Quotes about Empathy
He crouched down, and carefully put his finger through the thorns into the round door of the nest. It's almost as if you were feeling inside the live body of the bird, he said... After that, Miriam came to see it everyday. It seemed so close to her. Again, going down the hedge side with the girl, he noticed the celandines, scalloped slashes of gold, on the side of the ditch. I like them, he said, when their petals go flat back with the sunshine. They seem to be pressing themselves at the sun.
— DH Lawrence
She never suffered alone any more: the children suffered with her.
— DH Lawrence
Do you think one can only care once?' she asked. 'Or never. Most women never care, never begin to. They don't know what it means. Nor men either. But when I see a woman as cares, my heart stands still for her.
— DH Lawrence
She's had no love. No! - Well, you must make up to her.
— DH Lawrence
I believe in being warm-hearted. I believe especially in being warm-hearted in love, in fucking with a warm heart. I believe if men could fuck with warm hearts, and the women take it warm-heartedly, everything would come all right.
— DH Lawrence
So he smiled to himself, for a dangerous phenomenon in the world is a man of narrow belief, who denies the right of his neighbour to be alone.
— DH Lawrence
Why talk about what we want? That is childish. Absurd. Of course, you are interested in what you want. You are eternally interested in it. But no one else is. The rest of us are just like you: we are interested in what we want.
— Dale Carnegie
A good deed, said the prophet Mohammed, is one that brings a smile of joy to the face of another.
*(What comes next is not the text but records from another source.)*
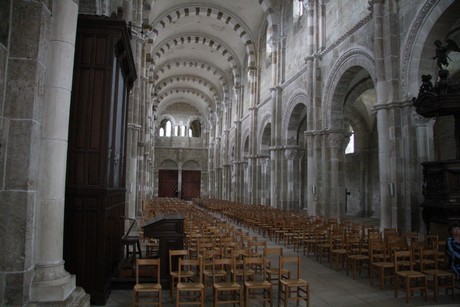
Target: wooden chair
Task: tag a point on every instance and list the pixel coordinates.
(293, 285)
(226, 285)
(257, 247)
(439, 278)
(147, 292)
(356, 255)
(379, 263)
(207, 259)
(272, 269)
(188, 287)
(405, 274)
(338, 251)
(174, 255)
(256, 285)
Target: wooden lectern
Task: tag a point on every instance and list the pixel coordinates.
(169, 230)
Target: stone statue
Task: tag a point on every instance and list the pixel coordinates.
(442, 52)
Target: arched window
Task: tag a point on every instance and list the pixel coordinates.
(165, 128)
(297, 8)
(195, 129)
(351, 144)
(268, 46)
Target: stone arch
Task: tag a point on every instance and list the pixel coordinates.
(191, 165)
(209, 41)
(272, 16)
(163, 95)
(346, 66)
(220, 15)
(168, 164)
(263, 137)
(197, 64)
(295, 114)
(187, 78)
(245, 137)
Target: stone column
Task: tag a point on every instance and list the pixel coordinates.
(382, 115)
(51, 283)
(252, 163)
(336, 174)
(384, 167)
(425, 149)
(265, 182)
(179, 180)
(292, 194)
(275, 149)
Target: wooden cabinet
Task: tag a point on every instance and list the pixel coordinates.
(104, 73)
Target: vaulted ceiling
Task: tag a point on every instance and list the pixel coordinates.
(200, 49)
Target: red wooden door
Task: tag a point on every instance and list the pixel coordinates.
(191, 184)
(167, 183)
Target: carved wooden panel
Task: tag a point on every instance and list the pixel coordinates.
(167, 183)
(191, 184)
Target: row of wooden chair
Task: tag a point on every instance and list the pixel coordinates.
(349, 245)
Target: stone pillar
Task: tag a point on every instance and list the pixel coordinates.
(336, 174)
(179, 181)
(51, 283)
(384, 167)
(425, 150)
(252, 163)
(276, 153)
(292, 175)
(382, 116)
(265, 180)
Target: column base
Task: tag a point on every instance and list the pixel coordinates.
(77, 298)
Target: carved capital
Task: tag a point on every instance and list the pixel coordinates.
(337, 140)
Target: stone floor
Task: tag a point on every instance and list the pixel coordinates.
(328, 288)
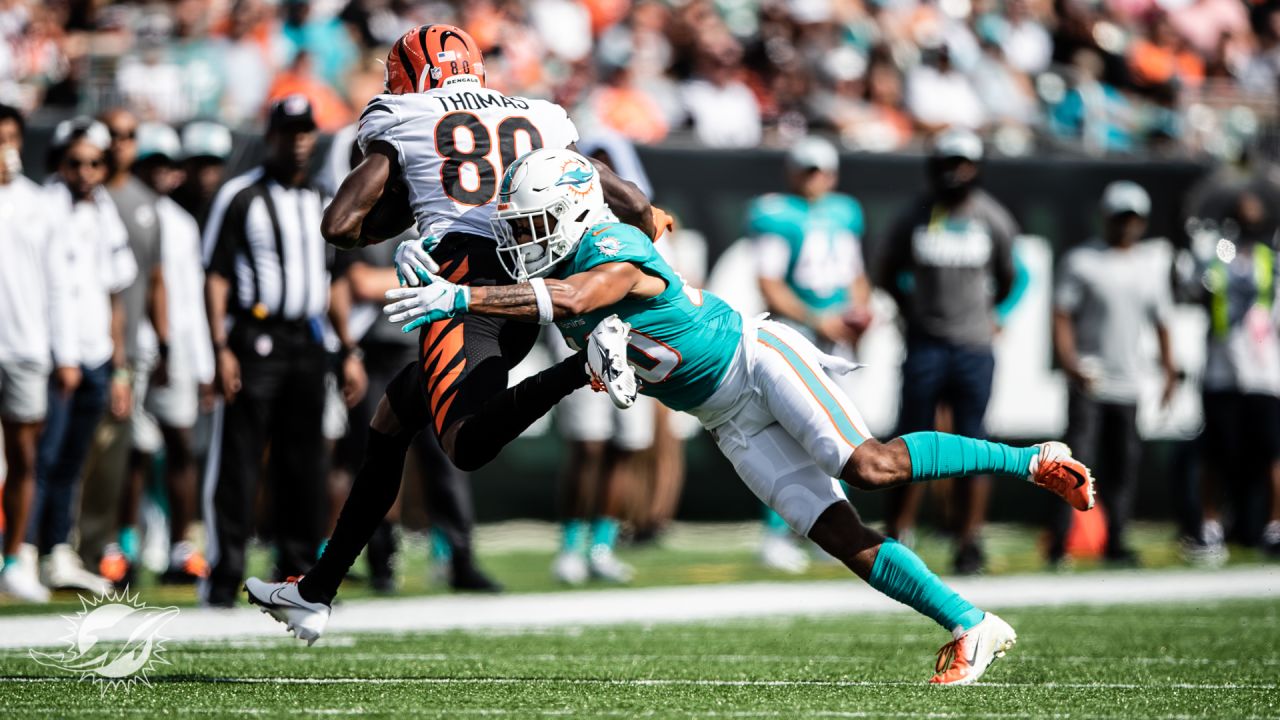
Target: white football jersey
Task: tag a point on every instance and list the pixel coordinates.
(455, 144)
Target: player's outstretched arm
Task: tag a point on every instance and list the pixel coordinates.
(343, 222)
(625, 199)
(580, 294)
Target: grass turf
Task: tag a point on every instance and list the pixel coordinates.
(1212, 660)
(520, 554)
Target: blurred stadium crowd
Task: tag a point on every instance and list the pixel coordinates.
(1100, 77)
(103, 377)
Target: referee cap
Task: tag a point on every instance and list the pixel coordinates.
(958, 142)
(1125, 196)
(813, 154)
(291, 112)
(204, 139)
(91, 130)
(158, 140)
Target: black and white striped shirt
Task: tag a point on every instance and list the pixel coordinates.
(265, 238)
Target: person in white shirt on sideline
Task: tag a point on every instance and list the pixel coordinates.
(1109, 292)
(165, 414)
(33, 318)
(97, 267)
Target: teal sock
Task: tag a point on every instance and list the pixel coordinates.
(942, 455)
(900, 574)
(604, 531)
(775, 524)
(440, 548)
(129, 542)
(572, 534)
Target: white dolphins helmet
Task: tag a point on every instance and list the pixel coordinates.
(547, 201)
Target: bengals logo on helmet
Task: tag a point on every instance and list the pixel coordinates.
(428, 55)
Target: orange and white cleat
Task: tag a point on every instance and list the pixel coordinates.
(1055, 470)
(963, 660)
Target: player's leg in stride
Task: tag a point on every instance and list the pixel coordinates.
(818, 436)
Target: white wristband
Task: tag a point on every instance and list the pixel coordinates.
(543, 296)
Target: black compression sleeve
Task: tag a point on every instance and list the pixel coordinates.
(511, 411)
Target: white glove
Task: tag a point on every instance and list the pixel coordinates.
(438, 299)
(607, 360)
(414, 261)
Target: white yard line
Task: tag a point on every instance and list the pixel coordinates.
(554, 712)
(516, 613)
(676, 682)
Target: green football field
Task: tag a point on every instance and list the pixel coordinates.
(1189, 660)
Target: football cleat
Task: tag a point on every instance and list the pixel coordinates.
(963, 660)
(62, 569)
(570, 568)
(1055, 470)
(607, 361)
(305, 619)
(784, 554)
(18, 578)
(187, 565)
(604, 565)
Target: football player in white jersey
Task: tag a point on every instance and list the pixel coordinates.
(438, 141)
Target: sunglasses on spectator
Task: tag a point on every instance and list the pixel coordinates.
(76, 163)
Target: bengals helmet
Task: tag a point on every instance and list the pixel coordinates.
(428, 55)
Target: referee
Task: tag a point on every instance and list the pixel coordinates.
(266, 288)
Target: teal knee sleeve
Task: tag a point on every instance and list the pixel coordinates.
(775, 524)
(604, 531)
(900, 574)
(572, 536)
(942, 455)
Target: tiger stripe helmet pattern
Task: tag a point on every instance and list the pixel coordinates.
(428, 55)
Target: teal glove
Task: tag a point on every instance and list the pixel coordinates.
(414, 261)
(437, 300)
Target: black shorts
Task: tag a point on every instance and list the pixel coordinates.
(1240, 427)
(465, 360)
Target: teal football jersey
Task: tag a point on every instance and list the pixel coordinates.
(822, 241)
(682, 341)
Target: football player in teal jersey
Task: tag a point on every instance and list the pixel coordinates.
(758, 386)
(809, 263)
(808, 249)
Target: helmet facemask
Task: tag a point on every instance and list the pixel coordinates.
(547, 201)
(530, 242)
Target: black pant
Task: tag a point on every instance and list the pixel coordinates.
(1105, 437)
(280, 404)
(446, 488)
(464, 361)
(1240, 441)
(937, 372)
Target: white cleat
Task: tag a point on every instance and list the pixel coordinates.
(604, 565)
(305, 619)
(782, 554)
(570, 568)
(62, 569)
(963, 660)
(18, 579)
(607, 361)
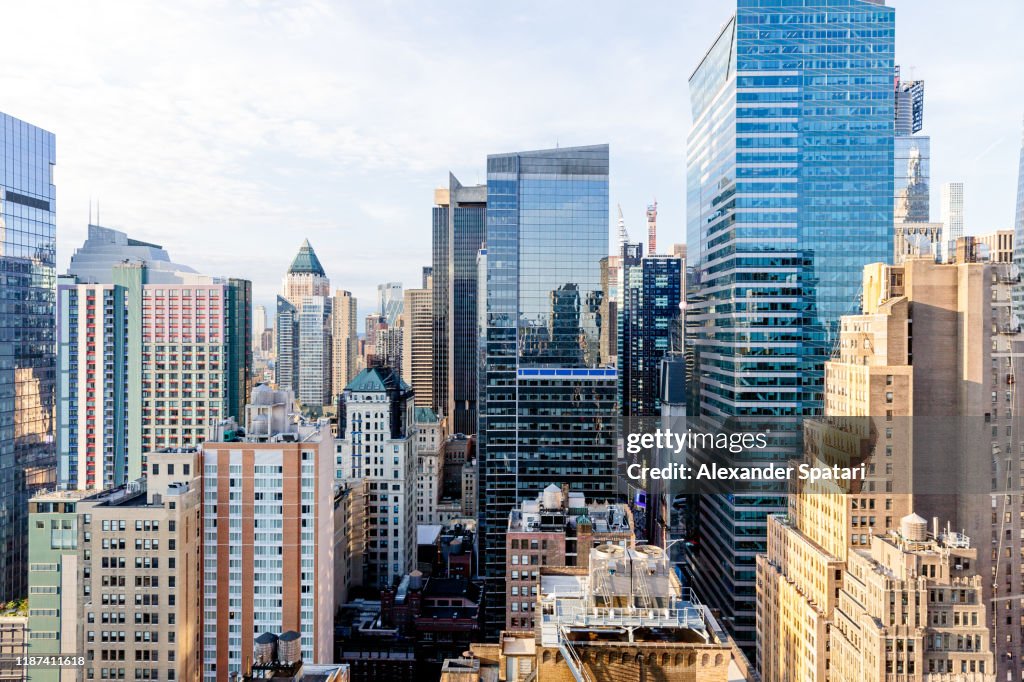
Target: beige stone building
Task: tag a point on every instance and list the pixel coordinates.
(911, 607)
(140, 590)
(556, 529)
(344, 340)
(268, 536)
(922, 392)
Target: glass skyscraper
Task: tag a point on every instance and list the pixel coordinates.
(790, 193)
(459, 219)
(547, 405)
(28, 253)
(648, 325)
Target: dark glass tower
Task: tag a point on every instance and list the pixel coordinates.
(647, 325)
(547, 405)
(459, 231)
(28, 252)
(790, 194)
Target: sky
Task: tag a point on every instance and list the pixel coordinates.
(229, 131)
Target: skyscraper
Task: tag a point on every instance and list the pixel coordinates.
(648, 324)
(790, 193)
(268, 536)
(547, 405)
(345, 337)
(314, 350)
(390, 301)
(952, 217)
(304, 329)
(259, 325)
(28, 253)
(417, 345)
(143, 364)
(652, 228)
(376, 440)
(459, 219)
(1019, 232)
(912, 154)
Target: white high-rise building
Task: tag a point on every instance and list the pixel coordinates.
(375, 448)
(267, 537)
(952, 217)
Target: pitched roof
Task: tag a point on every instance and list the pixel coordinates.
(376, 379)
(425, 416)
(306, 261)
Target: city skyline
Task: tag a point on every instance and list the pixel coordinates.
(185, 150)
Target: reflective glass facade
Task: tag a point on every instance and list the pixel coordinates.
(790, 193)
(547, 406)
(28, 232)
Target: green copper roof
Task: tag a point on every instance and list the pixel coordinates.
(425, 416)
(376, 379)
(306, 261)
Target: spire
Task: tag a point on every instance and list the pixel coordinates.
(306, 261)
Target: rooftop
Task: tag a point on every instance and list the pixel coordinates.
(306, 262)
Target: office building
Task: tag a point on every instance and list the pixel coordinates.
(268, 535)
(389, 343)
(13, 643)
(911, 154)
(345, 339)
(651, 627)
(304, 330)
(259, 326)
(460, 226)
(1019, 231)
(652, 228)
(140, 572)
(924, 384)
(909, 105)
(305, 276)
(429, 453)
(912, 163)
(28, 255)
(376, 448)
(314, 350)
(999, 246)
(286, 369)
(53, 578)
(555, 529)
(911, 605)
(778, 130)
(142, 366)
(649, 325)
(952, 217)
(547, 405)
(390, 301)
(418, 335)
(115, 577)
(916, 239)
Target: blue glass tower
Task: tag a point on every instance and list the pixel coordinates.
(647, 326)
(547, 406)
(790, 193)
(28, 252)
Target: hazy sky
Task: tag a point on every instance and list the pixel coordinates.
(230, 131)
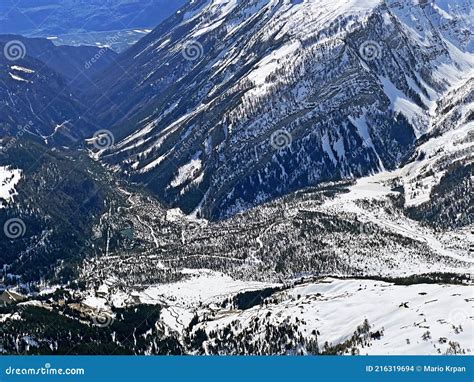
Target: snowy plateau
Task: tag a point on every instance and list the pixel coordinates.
(251, 177)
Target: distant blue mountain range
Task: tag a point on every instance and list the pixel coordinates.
(88, 22)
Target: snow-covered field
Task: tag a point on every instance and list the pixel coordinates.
(8, 180)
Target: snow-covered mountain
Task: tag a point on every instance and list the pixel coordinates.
(231, 103)
(321, 156)
(116, 23)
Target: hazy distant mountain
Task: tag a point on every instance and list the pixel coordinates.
(232, 103)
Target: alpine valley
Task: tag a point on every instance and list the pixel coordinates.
(250, 177)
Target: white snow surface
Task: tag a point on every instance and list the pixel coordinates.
(8, 180)
(404, 313)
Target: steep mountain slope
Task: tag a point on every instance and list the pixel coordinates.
(76, 64)
(37, 101)
(231, 103)
(44, 18)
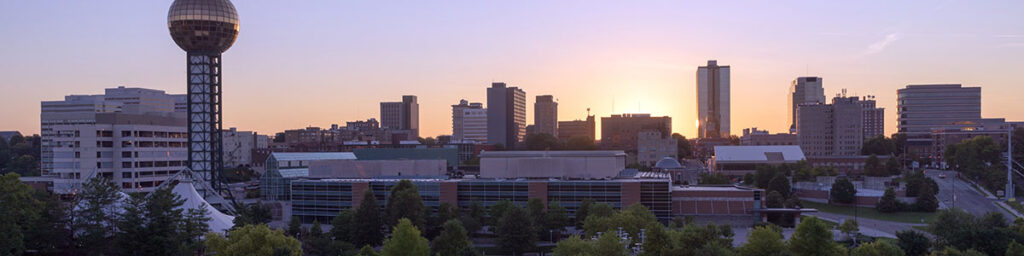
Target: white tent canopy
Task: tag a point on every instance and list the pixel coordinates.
(219, 222)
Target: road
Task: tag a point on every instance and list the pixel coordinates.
(966, 198)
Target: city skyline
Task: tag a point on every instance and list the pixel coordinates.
(643, 65)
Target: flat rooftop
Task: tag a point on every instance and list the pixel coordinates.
(550, 154)
(711, 188)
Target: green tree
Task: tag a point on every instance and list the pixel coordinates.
(888, 203)
(453, 240)
(368, 251)
(166, 223)
(979, 159)
(926, 201)
(404, 202)
(515, 231)
(406, 241)
(892, 166)
(341, 225)
(253, 240)
(582, 212)
(573, 246)
(609, 245)
(779, 183)
(948, 251)
(764, 241)
(368, 221)
(1015, 249)
(813, 238)
(95, 215)
(659, 241)
(843, 190)
(535, 207)
(556, 219)
(252, 214)
(873, 167)
(295, 226)
(774, 200)
(18, 209)
(849, 227)
(960, 229)
(542, 141)
(912, 243)
(877, 248)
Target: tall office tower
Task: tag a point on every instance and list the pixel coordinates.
(804, 90)
(474, 125)
(713, 100)
(620, 131)
(578, 128)
(204, 29)
(506, 115)
(459, 115)
(835, 129)
(875, 118)
(402, 115)
(546, 115)
(391, 116)
(131, 135)
(924, 108)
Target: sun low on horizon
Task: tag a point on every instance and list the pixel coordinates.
(323, 62)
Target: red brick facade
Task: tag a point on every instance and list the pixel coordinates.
(539, 190)
(631, 194)
(450, 193)
(712, 203)
(357, 189)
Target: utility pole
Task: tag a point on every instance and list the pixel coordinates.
(1010, 165)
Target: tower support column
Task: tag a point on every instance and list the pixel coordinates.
(205, 139)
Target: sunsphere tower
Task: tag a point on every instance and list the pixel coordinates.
(204, 29)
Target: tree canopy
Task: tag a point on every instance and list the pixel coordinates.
(843, 190)
(406, 241)
(253, 240)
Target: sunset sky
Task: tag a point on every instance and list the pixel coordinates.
(299, 64)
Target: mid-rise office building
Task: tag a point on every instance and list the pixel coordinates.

Why will doing a good deed every day produce such astounding efforts on the doer? Because trying to please others will cause us to stop thinking of ourselves: the very thing that produces worry and fear and melancholia.
— Dale Carnegie
Arouse in the other person an eager want. He who can do this has the whole world with him. He who cannot walks a lonely way.
— Dale Carnegie
If you argue and rankle and contradict, you may achieve a victory sometimes; but it will be an empty victory because you will never get your opponent's good will.
— Dale Carnegie
The chronic kicker, even the most violent critic, will frequently soften and be subdued in the presence of a patient, sympathetic listener— a listener who will be silent while the irate fault-finder dilates like a king cobra and spews the poison out of his system.
— Dale Carnegie
The world is full of people who are grabbing and self-seeking. So the rare individual who unselfishly tries to serve others has an enormous advantage.